# Heritage Units.



## Big Ed (Jun 16, 2009)

Does anyone follow the Heritage units?

I get e mails when they come rolling thru my state.
The CNJ smilie_daumenpos came through today. Runs the rail line right by my hometown that I was raised in. 







Maybe some don't know that you can follow them live on this site,
https://www.heritageunits.com

If you want you can sign up for e mail alerts too.
Checkout the site if you want :smokin:


----------



## Big Ed (Jun 16, 2009)

With a weathered look,









Photo off of https://www.heritageunits.com


----------



## gunrunnerjohn (Nov 10, 2010)

They need to wash them more often!


----------



## Big Ed (Jun 16, 2009)

gunrunnerjohn said:


> They need to wash them more often!


From the amount of weathering I see members do in all the scales I guess some will like that picture?

At least they are graffiti free, you know how much I love graffiti.


----------



## Fire21 (Mar 9, 2014)

I've seen the term many times. I guess I need to learn what heritage units are...


----------



## mopac (Feb 24, 2011)

Heritage units are locomotives done up in colors of railroads that were swallowed up.
Here are pics of Union Pacific Heritage units.

https://www.bing.com/images/search?q=up+heritage+locomotives&qpvt=up+heretge+locomotves&FORM=IGRE


----------



## prrfan (Dec 19, 2014)

Yes, several railroads have done this to honor the old “fallen flag” roads that were consolidated into their current system. 

Norfolk Southern and UP have painted units in the colors and schemes of it’s predecessor railroads. NS has the most because it is comprised of the most old roads. 

CSX made an attempt, just putting small logo decals or stickers of it’s predecessor roads on some locomotives. Calling these ‘heritage units’ is really a stretch. 
Amtrak and a few other railroads have also done heritage units. 

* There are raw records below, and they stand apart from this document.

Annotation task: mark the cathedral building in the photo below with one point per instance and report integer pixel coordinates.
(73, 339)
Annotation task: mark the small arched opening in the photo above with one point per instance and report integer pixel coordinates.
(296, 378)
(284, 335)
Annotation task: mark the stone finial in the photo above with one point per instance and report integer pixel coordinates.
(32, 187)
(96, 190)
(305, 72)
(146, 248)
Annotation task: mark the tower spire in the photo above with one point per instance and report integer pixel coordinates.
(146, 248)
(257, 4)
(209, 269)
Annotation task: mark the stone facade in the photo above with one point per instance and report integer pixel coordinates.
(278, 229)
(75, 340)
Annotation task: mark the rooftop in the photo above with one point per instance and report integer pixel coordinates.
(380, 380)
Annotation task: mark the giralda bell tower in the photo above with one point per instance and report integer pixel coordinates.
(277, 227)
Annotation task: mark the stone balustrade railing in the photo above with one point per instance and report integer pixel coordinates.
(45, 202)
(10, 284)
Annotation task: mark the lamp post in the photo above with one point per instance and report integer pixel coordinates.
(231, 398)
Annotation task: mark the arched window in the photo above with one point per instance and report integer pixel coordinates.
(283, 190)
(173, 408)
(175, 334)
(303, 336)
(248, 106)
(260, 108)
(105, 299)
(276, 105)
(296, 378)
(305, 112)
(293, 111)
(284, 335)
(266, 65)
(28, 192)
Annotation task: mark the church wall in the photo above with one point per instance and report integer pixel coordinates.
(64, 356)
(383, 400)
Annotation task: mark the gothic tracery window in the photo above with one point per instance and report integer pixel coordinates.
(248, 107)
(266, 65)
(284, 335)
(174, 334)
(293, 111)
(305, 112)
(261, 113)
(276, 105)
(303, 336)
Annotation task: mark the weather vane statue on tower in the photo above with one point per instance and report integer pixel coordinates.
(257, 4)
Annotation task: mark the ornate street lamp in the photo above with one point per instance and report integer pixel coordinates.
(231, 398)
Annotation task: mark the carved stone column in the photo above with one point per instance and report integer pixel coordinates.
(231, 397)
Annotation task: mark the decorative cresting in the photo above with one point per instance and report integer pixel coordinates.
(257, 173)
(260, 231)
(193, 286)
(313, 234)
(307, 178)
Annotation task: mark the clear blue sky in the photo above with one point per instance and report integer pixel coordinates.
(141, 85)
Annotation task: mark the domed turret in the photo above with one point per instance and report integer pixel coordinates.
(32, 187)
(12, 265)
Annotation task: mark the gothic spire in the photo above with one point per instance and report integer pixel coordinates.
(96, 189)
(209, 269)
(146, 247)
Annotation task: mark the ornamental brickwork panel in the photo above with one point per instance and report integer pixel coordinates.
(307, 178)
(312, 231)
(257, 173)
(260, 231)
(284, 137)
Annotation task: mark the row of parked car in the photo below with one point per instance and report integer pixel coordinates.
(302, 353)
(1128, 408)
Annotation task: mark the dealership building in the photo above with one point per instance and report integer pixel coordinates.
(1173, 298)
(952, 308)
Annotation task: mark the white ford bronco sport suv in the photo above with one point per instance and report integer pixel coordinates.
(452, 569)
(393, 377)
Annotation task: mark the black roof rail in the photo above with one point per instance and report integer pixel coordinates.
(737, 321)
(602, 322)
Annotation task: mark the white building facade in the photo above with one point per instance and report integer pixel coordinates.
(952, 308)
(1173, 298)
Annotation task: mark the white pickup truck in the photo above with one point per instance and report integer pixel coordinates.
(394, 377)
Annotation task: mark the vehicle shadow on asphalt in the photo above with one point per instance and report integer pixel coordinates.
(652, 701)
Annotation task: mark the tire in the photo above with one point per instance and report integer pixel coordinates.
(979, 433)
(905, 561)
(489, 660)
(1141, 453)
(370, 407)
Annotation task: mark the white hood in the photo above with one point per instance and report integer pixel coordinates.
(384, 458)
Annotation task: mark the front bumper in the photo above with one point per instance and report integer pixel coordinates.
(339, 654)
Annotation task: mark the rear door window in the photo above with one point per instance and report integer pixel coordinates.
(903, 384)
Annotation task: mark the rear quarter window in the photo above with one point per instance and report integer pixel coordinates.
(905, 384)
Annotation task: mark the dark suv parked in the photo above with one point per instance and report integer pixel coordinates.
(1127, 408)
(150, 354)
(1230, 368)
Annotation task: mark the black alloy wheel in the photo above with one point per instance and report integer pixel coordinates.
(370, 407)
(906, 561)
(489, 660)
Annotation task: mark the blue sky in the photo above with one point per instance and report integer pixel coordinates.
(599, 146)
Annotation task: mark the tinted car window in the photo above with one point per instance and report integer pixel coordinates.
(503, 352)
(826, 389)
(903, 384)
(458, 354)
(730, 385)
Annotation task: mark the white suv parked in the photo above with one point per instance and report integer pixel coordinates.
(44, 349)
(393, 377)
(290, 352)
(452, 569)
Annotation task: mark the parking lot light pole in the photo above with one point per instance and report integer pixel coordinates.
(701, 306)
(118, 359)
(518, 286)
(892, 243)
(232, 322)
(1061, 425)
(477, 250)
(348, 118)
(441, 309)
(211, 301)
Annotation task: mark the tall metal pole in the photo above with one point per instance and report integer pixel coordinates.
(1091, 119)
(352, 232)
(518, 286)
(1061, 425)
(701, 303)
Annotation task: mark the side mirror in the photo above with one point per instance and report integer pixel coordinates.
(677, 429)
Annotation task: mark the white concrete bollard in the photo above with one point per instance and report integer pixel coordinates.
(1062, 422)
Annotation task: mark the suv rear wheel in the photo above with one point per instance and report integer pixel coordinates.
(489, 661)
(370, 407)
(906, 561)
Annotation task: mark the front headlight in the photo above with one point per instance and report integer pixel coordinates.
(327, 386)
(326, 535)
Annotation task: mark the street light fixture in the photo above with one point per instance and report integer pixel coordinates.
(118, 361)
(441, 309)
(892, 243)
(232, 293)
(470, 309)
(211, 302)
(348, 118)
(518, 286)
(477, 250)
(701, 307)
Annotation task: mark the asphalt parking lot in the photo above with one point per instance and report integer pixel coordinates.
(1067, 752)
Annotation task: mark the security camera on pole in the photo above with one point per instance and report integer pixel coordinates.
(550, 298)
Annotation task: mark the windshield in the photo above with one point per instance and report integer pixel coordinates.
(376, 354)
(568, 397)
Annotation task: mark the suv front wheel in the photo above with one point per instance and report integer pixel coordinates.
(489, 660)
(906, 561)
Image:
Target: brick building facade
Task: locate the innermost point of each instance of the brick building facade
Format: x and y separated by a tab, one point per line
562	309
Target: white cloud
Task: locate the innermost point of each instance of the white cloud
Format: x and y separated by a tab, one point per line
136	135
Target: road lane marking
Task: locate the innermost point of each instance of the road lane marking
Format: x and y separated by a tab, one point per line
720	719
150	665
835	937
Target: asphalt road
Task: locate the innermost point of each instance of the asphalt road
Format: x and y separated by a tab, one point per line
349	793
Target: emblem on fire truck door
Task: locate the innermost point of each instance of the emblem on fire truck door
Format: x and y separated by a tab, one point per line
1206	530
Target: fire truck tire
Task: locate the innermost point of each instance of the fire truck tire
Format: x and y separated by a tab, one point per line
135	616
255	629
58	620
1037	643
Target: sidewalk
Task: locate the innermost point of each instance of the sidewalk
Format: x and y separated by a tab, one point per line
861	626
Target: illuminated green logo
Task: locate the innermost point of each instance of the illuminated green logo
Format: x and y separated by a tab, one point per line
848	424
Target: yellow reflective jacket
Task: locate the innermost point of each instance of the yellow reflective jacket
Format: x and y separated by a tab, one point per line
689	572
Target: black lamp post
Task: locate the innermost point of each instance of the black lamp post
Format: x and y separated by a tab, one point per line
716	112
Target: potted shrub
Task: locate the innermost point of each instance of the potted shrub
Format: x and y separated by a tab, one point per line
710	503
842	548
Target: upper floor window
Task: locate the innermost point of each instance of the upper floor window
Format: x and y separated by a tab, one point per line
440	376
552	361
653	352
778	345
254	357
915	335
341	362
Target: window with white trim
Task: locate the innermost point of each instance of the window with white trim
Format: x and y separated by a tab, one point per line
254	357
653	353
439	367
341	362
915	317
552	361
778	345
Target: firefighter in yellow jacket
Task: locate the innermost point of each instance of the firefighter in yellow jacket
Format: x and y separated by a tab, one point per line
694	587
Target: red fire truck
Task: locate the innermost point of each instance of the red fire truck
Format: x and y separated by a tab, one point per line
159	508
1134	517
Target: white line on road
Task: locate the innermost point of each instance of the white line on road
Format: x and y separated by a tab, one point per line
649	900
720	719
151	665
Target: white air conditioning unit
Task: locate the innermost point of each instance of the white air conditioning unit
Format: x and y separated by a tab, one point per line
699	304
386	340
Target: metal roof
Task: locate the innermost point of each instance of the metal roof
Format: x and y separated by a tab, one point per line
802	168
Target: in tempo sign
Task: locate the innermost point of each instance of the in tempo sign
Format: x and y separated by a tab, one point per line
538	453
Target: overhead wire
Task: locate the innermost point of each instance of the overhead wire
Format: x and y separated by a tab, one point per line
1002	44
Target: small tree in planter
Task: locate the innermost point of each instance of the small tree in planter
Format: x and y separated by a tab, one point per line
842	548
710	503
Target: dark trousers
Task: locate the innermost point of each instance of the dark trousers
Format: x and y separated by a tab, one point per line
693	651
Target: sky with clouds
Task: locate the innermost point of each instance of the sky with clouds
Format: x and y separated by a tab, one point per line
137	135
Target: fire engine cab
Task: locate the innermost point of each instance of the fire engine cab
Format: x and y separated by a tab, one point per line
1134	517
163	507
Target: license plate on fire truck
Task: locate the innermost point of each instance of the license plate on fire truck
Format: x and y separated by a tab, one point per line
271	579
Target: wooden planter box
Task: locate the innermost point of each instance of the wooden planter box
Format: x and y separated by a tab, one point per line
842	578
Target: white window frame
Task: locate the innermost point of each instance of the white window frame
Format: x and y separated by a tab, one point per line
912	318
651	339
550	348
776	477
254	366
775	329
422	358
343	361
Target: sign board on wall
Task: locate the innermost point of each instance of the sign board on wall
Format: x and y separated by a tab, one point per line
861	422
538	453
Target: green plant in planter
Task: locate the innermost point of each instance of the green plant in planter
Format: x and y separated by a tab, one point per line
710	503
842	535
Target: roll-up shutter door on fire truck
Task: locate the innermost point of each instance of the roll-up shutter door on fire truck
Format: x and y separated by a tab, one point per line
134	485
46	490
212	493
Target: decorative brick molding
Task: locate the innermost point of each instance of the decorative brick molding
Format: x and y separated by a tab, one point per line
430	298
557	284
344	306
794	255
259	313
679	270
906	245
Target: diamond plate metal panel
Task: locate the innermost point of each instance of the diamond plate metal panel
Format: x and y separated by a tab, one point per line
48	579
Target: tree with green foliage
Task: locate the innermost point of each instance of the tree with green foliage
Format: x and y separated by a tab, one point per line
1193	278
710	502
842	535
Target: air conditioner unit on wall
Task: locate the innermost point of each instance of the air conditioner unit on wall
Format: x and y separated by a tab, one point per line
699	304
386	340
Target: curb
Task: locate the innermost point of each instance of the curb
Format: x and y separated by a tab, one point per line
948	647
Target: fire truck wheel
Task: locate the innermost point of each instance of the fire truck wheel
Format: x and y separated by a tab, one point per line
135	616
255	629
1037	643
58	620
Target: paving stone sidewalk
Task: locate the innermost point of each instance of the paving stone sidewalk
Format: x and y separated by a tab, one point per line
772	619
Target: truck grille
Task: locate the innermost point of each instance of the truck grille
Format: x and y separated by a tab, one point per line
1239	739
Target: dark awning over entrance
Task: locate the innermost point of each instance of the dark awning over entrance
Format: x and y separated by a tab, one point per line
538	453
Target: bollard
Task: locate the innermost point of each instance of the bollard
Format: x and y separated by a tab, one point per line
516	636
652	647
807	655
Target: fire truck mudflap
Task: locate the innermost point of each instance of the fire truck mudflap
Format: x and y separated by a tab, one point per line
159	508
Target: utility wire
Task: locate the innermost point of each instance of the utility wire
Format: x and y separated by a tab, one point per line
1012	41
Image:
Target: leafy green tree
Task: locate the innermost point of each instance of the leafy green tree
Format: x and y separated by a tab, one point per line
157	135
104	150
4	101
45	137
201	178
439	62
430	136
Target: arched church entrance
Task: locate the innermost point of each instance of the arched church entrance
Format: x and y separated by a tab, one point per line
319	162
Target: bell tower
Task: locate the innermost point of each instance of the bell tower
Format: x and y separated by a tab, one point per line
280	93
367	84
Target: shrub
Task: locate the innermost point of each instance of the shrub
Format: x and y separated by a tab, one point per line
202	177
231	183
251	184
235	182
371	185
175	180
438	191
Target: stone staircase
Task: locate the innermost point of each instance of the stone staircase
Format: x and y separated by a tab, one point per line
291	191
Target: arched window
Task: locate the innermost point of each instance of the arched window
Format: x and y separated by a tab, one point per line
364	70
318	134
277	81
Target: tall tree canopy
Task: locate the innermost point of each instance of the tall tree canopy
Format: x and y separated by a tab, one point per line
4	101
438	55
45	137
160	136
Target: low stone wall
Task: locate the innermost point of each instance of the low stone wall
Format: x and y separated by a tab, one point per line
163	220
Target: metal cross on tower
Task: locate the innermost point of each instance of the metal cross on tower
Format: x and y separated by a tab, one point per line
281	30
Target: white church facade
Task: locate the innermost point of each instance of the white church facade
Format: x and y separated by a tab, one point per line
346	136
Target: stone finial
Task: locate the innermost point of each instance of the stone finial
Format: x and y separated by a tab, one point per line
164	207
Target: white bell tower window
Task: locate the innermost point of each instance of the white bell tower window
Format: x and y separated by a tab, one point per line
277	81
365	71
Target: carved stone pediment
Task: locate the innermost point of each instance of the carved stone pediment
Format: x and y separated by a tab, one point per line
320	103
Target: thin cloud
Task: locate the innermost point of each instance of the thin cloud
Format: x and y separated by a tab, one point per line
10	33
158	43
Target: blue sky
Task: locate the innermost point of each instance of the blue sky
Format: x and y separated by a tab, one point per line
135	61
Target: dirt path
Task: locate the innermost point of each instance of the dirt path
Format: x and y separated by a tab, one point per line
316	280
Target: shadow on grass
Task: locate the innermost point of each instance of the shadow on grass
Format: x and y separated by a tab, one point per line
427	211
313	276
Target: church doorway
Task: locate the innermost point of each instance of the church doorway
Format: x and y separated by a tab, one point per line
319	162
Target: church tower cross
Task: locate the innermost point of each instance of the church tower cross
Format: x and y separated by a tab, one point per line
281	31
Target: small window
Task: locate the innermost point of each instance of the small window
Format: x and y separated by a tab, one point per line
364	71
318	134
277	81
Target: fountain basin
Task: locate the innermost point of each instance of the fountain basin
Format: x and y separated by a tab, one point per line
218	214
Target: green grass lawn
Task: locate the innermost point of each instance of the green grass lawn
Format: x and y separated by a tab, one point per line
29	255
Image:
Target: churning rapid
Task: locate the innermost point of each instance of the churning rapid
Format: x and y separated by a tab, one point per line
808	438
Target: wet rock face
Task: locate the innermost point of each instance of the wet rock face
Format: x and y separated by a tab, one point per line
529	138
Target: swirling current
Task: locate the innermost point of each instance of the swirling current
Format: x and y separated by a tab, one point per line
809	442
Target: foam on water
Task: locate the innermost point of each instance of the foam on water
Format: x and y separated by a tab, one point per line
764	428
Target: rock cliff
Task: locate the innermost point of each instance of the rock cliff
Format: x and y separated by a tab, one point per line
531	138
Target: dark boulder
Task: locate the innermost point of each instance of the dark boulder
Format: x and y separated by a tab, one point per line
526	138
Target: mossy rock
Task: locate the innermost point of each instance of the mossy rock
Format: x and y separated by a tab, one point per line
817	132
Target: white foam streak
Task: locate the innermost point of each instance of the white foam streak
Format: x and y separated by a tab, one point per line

Following is a link to the story and photos of the NS heritage locos:
http://www.nscorp.com/content/nscorp/en/the-norfolk-southern-story/heritage-locomotives.html


----------



## Fire21 (Mar 9, 2014)

Mopac and prrfan, thank you! As I said, I'd seen the term many times, but never bothered to explore it. I appreciate your simple explanation and the links to photos. :smilie_daumenpos:


----------



## Big Ed (Jun 16, 2009)

Fire21 said:


> Mopac and prrfan, thank you! As I said, I'd seen the term many times, but never bothered to explore it. I appreciate your simple explanation and the links to photos. :smilie_daumenpos:


That roundhouse picture looks like models, though they are real.

Sign up for free, https://www.heritageunits.com/

They have a live map showing when coming near your area. 
They also have a live map showing where they are traveling at the moment.

I get e mails alerts when they go by me, though these are from people who spot them on the roll. Most of the time it is too late to run to the tracks to shoot a picture.


----------



## Patrick1544 (Apr 27, 2013)

Big Ed said:


> From the amount of weathering I see members do in all the scales I guess some will like that picture?
> 
> At least they are graffiti free, you know how much I love graffiti.


Love the 'weathered' look. :smilie_daumenpos:


----------



## Fire21 (Mar 9, 2014)

Big Ed said:


> Sign up for free, https://www.heritageunits.com/


 Thanks Big Ed. It took me some time to decipher their site, but I got registered...I think. We'll see.


----------



## prrfan (Dec 19, 2014)

Fire21 said:


> Mopac and prrfan, thank you! As I said, I'd seen the term many times, but never bothered to explore it. I appreciate your simple explanation and the links to photos.


You’re welcome, Fire 21. I hope NS gets them all together at Spencer, NC again some day. Missed it last time since I was in NY but much closer now.


----------